El 9 de enero, Tony Blair tuvo que dar explicaciones ante una comisión de investigación sobre la forma en que decidió llevar a su país a la guerra de Irak. La víspera, a algunos kilómetros de allí, se celebraba la conferencia de Londres sobre el futuro de Afganistán. Ambas guerras de la era Bush, aunque de naturaleza diferente, siguen pesando sobre los europeos. La de Irak porque los dirigentes manipularon a la opinión pública para llevarla a apoyar el derrocamiento de Saddam Hussein; y la de Afganistán porque, ante la falta de resultados sobre el terreno y de una estrategia clara, muchos ciudadanos tienen la sensación de que sus gobiernos no dicen toda la verdad sobre la intervención de sus soldados.
Una de las referencias intelectuales de los neoconservadores estadounidenses es Leo Strauss.
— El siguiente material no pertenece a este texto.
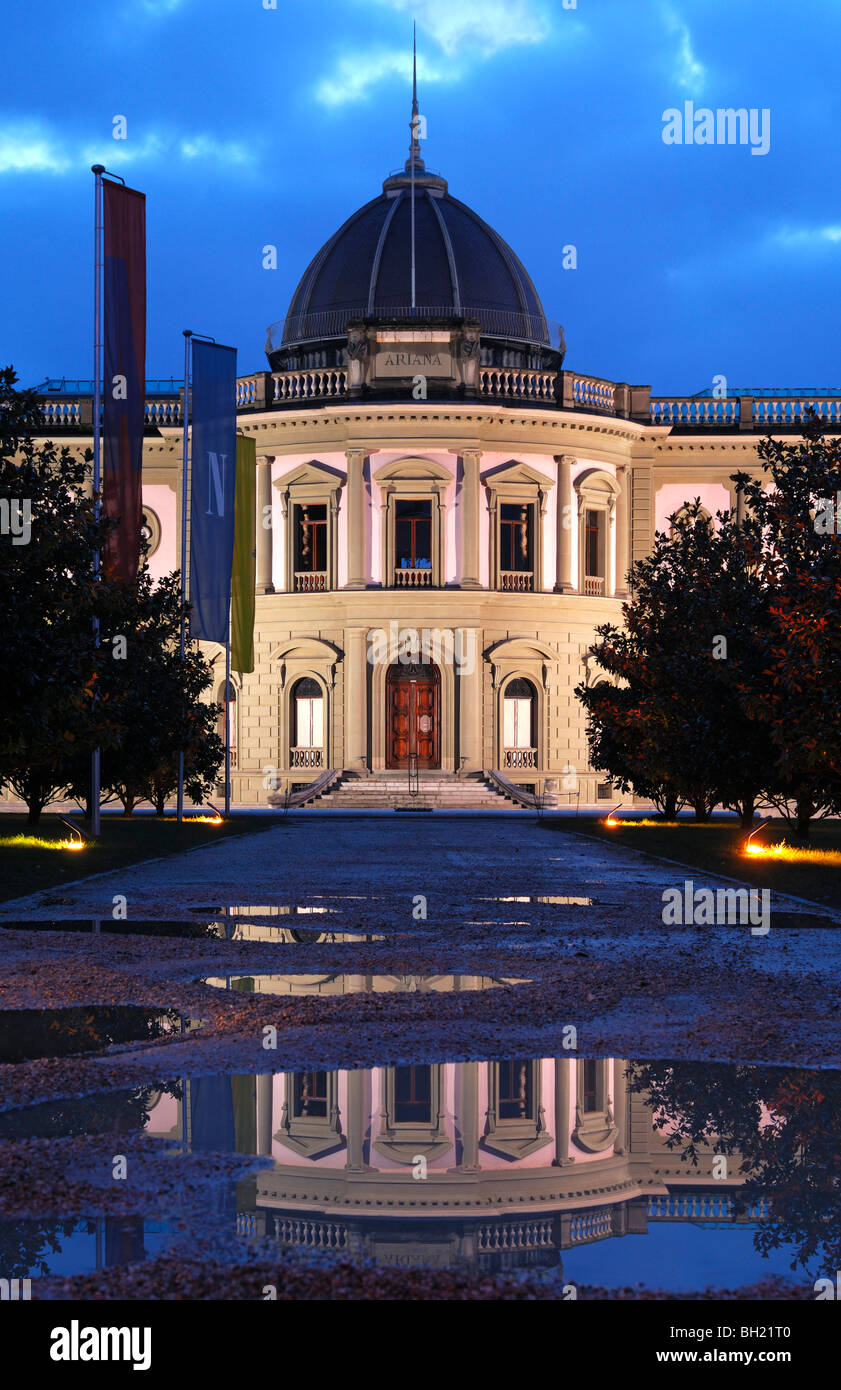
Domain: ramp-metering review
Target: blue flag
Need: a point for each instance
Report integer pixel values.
(213, 489)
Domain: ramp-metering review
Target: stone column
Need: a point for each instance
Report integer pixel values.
(469, 1083)
(620, 1105)
(562, 1112)
(623, 531)
(355, 698)
(563, 526)
(264, 1089)
(469, 687)
(355, 1122)
(266, 521)
(737, 505)
(357, 576)
(470, 520)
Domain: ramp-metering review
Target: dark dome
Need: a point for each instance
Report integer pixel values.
(463, 268)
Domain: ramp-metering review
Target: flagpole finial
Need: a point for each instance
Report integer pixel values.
(414, 160)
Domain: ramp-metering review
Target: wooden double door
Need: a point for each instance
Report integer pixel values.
(413, 729)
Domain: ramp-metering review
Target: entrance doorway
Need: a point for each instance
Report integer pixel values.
(413, 729)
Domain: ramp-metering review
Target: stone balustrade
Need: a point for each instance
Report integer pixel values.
(413, 578)
(520, 758)
(310, 581)
(516, 581)
(520, 385)
(567, 391)
(306, 758)
(594, 394)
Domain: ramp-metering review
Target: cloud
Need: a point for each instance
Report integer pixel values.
(357, 72)
(485, 25)
(687, 71)
(806, 236)
(28, 149)
(452, 34)
(34, 148)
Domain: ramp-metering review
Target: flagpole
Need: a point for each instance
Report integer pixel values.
(184, 505)
(98, 170)
(228, 717)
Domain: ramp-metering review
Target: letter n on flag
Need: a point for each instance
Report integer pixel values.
(245, 558)
(213, 469)
(124, 387)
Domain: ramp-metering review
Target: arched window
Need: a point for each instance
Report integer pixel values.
(519, 724)
(150, 530)
(307, 724)
(704, 517)
(220, 726)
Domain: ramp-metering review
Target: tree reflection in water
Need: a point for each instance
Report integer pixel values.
(783, 1129)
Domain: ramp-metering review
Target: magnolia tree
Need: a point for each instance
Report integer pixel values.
(49, 598)
(64, 694)
(672, 723)
(795, 690)
(724, 681)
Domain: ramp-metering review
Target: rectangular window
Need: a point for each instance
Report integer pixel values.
(413, 1096)
(309, 722)
(594, 551)
(516, 1101)
(590, 1087)
(517, 723)
(310, 1096)
(516, 537)
(310, 538)
(413, 535)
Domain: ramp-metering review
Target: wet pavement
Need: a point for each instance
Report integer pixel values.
(409, 1052)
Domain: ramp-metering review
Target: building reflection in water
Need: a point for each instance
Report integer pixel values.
(480, 1165)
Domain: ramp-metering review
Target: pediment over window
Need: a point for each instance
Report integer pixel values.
(312, 474)
(519, 476)
(595, 483)
(306, 649)
(412, 470)
(520, 649)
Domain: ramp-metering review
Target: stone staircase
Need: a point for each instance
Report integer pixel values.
(389, 791)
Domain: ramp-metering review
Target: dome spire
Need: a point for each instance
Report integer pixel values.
(414, 125)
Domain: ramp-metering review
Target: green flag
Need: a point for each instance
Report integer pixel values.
(245, 556)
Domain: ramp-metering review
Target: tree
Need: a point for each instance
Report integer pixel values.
(783, 1129)
(154, 701)
(677, 729)
(49, 599)
(795, 697)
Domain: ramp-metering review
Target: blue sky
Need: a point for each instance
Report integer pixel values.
(249, 125)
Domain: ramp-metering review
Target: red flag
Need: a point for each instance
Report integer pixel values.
(124, 388)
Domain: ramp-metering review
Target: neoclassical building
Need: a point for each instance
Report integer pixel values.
(476, 1165)
(445, 513)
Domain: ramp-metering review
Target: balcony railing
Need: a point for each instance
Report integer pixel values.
(520, 385)
(519, 758)
(68, 406)
(516, 581)
(413, 578)
(310, 581)
(306, 758)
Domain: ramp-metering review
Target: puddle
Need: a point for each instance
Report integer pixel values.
(335, 984)
(679, 1176)
(54, 1033)
(555, 900)
(218, 930)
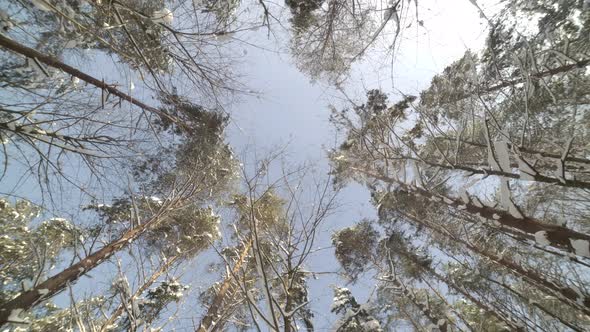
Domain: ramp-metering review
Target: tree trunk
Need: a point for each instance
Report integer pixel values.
(139, 291)
(53, 62)
(58, 282)
(557, 236)
(572, 297)
(217, 305)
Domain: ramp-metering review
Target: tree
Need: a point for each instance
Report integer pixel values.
(491, 148)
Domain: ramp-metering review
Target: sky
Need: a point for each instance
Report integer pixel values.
(290, 110)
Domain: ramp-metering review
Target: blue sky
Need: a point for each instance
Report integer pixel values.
(290, 110)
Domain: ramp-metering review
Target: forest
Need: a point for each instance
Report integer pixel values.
(306, 165)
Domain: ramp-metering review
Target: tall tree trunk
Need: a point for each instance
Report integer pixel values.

En una interpretación muy discutida del pensamiento de este filósofo de origen alemán fallecido en 1973, los arquitectos de las guerras de Bush se han aferrado a la idea de que “es necesario mentir al pueblo sobre la naturaleza de la realidad política. Sin embargo, una élite reconoce la verdad y la guarda para sí”, explicaba el editorialista estadounidense William Pfaffen 2003.
En las sociedades democráticas esta tentación no solo existe para los ideólogos. Obligados a tomar decisiones en ocasiones complejas ante sociedades cada vez más reaccionarias y exigentes, los dirigentes europeos pueden sucumbir a esta actitud elitista. Este fue el caso de Irak y no convendría que ocurriese lo mismo con Europa. El Tratado de Lisboa entró en vigor a costa de una ausencia de democracia. Su aplicación, como explicaba Le Monde esta semana, es objeto de juegos de poderes incomprensibles para los ciudadanos. La impotencia de la UE derivada de dicha aplicación no hará que el elitismo europeo parezca más aceptable.